Sebulan sudah percakapanku dengan Dila berlalu,
ternyata benar, tidak ada kabar baik yang aku tunggu. Kau justru menghilang
tanpa bayangan. Semua harapanku sirna saat aku sadar jika penantian panjang
yang kutempuh adalah sebuah kesalahan. Memikirkanku adalah sebuah luka yang
akan terus menyiksa hingga nanti aku benar-benar bisa melupakanmu. Sering aku
berpikir untuk menghapus semua anganku, namun hati ini tak bisa berbohong jika
kau memang sosok yang masih aku harapkan.
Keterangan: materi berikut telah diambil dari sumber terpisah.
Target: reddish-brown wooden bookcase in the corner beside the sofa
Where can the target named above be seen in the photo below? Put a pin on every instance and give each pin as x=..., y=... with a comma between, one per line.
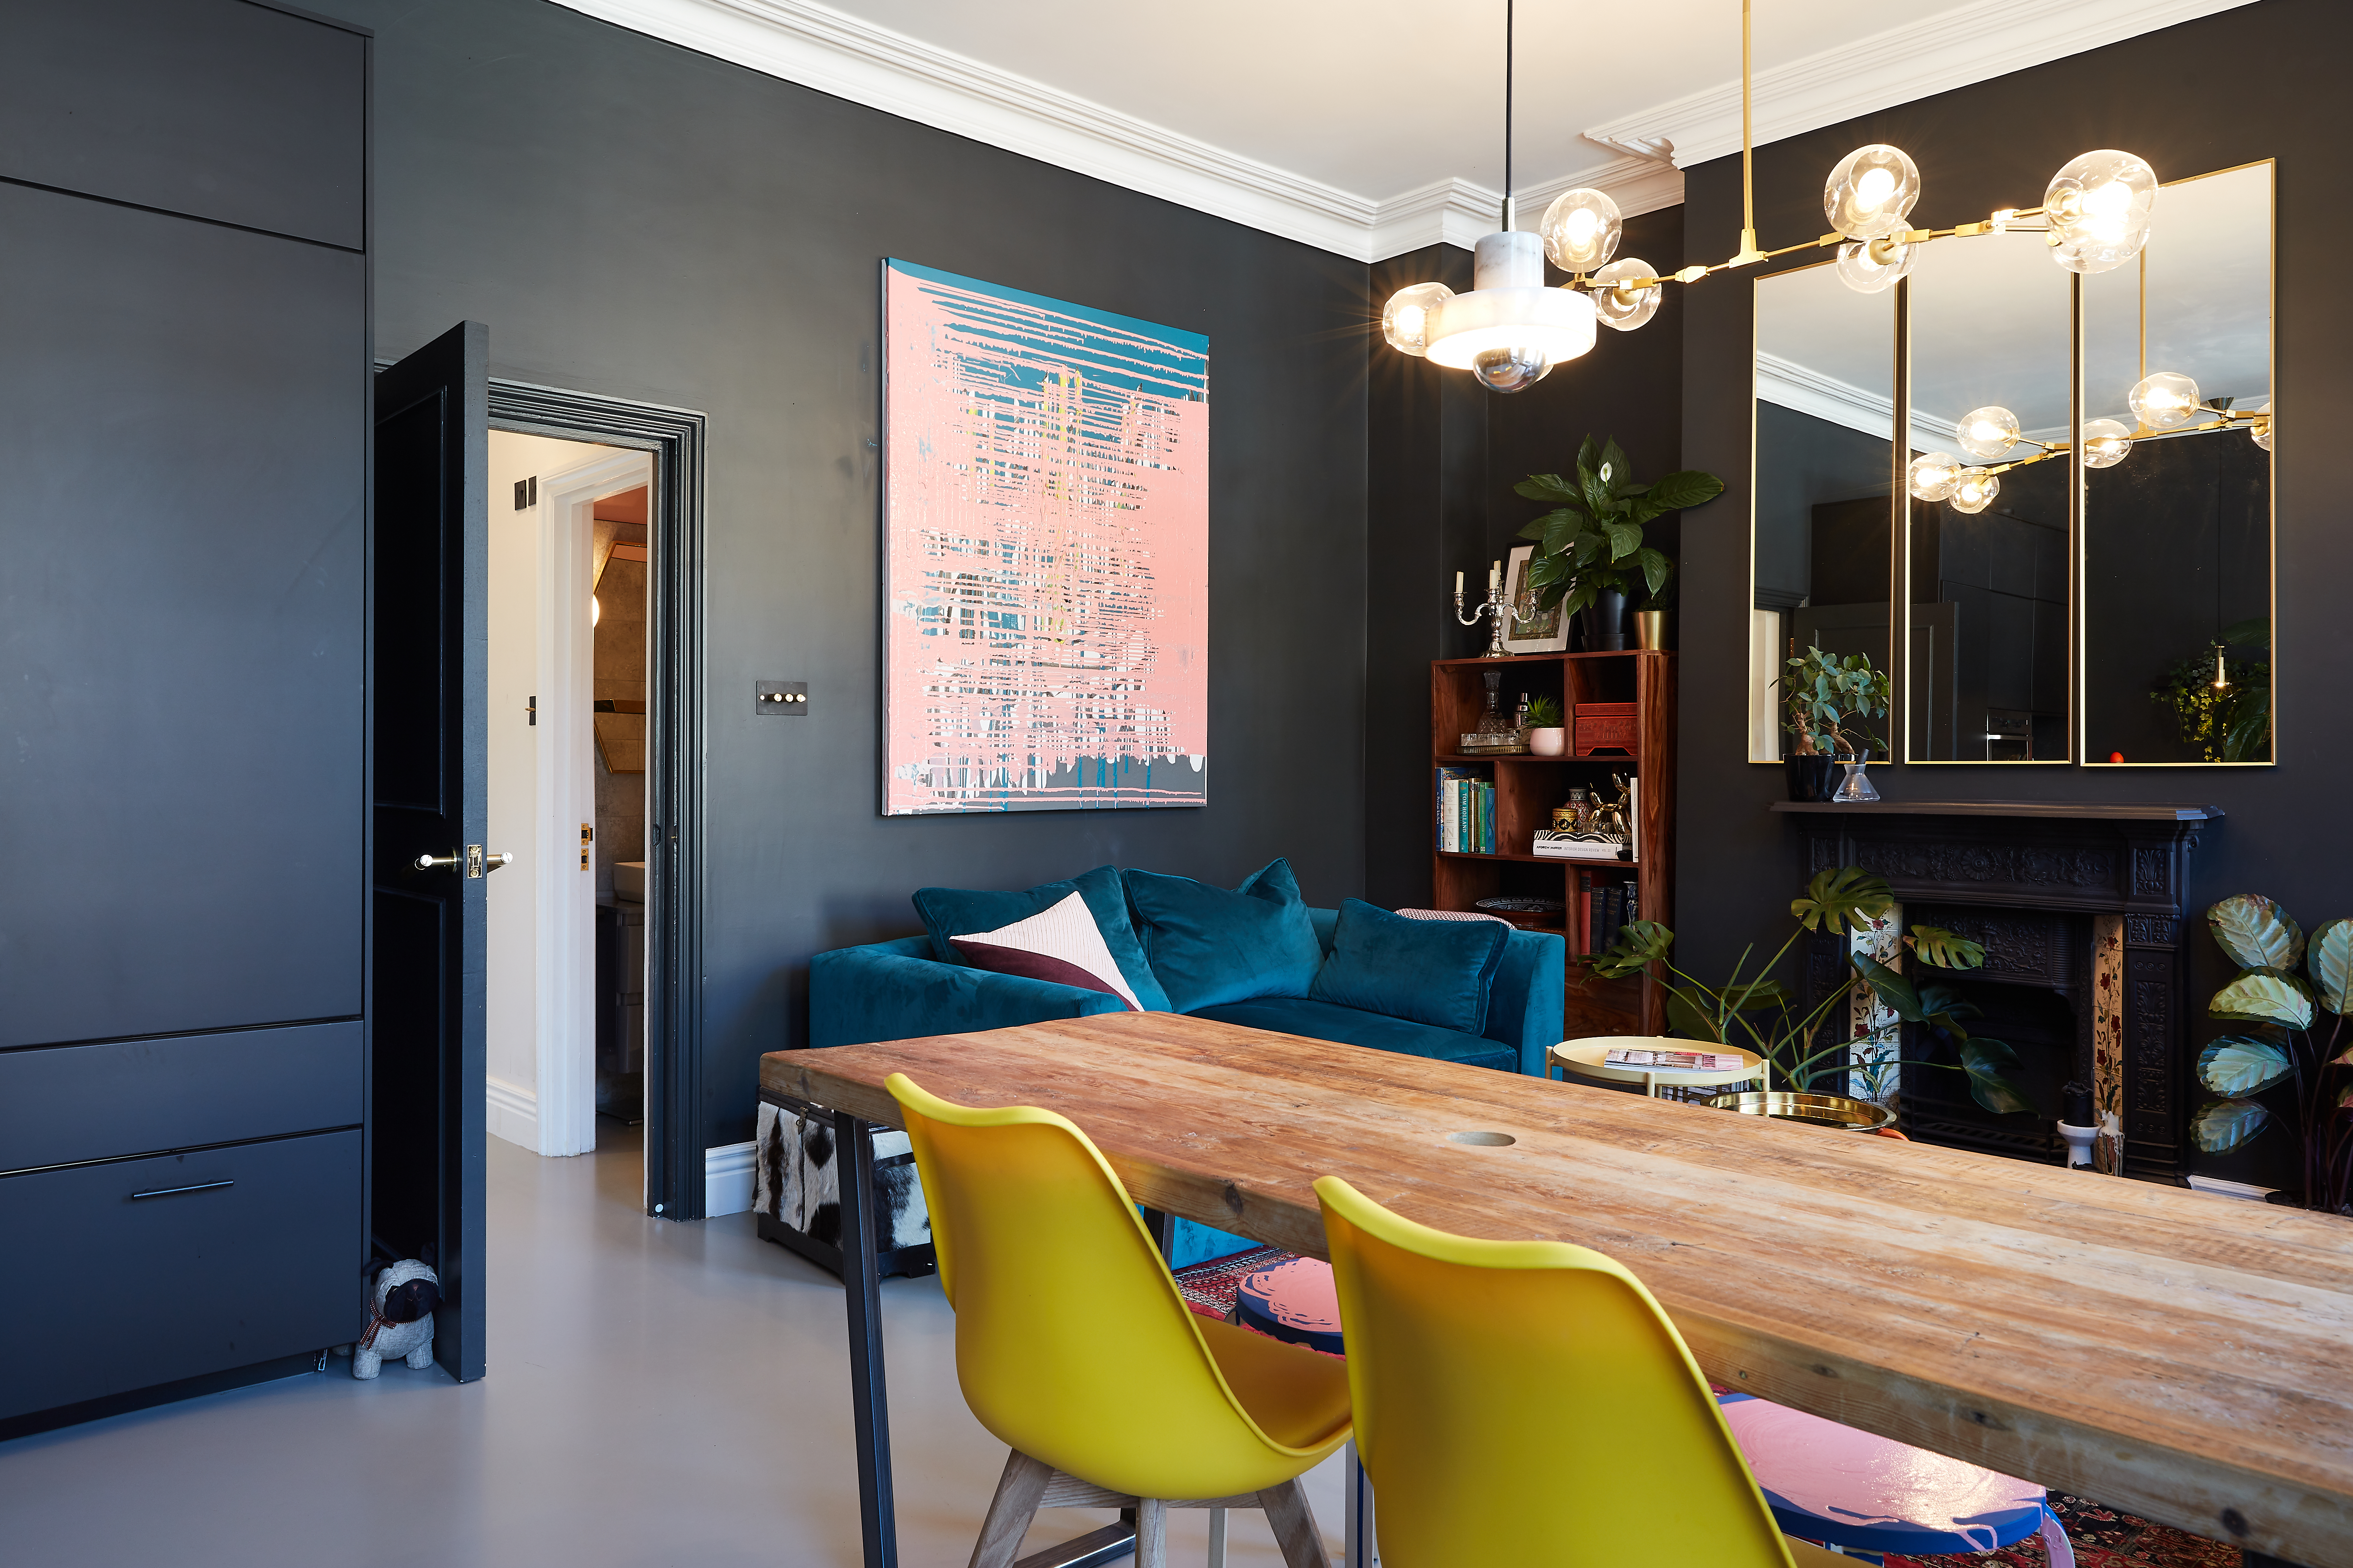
x=1528, y=789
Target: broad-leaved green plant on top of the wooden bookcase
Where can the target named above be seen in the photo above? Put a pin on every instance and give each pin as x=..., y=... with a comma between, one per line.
x=1592, y=540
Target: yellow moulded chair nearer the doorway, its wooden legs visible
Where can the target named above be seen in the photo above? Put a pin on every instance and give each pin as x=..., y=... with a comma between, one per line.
x=1076, y=1348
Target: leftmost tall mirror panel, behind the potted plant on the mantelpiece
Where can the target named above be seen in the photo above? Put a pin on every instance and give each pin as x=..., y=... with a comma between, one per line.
x=1822, y=532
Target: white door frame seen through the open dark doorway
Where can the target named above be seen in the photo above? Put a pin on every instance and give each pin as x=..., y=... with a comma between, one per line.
x=566, y=894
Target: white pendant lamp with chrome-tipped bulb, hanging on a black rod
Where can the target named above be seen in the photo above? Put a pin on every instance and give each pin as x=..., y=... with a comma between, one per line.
x=1509, y=330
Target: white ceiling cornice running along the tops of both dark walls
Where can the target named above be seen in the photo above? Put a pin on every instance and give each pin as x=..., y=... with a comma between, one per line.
x=905, y=76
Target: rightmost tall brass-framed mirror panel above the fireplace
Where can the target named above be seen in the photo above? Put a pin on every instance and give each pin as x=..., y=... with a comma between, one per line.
x=2178, y=502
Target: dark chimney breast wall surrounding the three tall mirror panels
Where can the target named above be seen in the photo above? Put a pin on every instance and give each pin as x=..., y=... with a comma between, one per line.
x=2251, y=83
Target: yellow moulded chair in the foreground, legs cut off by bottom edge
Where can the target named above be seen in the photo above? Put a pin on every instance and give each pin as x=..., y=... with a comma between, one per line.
x=1526, y=1402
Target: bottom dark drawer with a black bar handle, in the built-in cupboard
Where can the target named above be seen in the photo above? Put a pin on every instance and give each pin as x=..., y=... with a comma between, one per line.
x=114, y=1292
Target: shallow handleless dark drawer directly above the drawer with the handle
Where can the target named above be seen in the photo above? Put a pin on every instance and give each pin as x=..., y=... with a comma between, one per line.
x=135, y=1097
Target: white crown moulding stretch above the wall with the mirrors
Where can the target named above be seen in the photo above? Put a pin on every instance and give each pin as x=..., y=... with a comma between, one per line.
x=1968, y=43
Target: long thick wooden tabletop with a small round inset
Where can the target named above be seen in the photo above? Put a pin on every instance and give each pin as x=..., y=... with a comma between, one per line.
x=2149, y=1348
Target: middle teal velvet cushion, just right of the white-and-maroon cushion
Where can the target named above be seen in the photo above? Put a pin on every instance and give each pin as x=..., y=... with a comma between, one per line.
x=1213, y=946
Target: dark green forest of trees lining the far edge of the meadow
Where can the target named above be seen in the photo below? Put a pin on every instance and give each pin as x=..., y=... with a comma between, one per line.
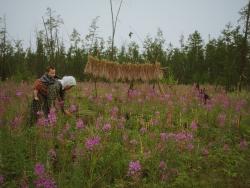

Dila, mungkin ia adalah sahabat yang
sudah bosan mengingatku, tapi masih tetap pada pendirianku yang tak berasalan.
Ia memintaku untuk membuka mata, aku justru tak menghiraukan permintaannya.
Kini aku sadar, semakin aku jauh berharap, akan semakin sakit jika itu hanya
sebuah keinginan yang tak mungkin terwujudkan.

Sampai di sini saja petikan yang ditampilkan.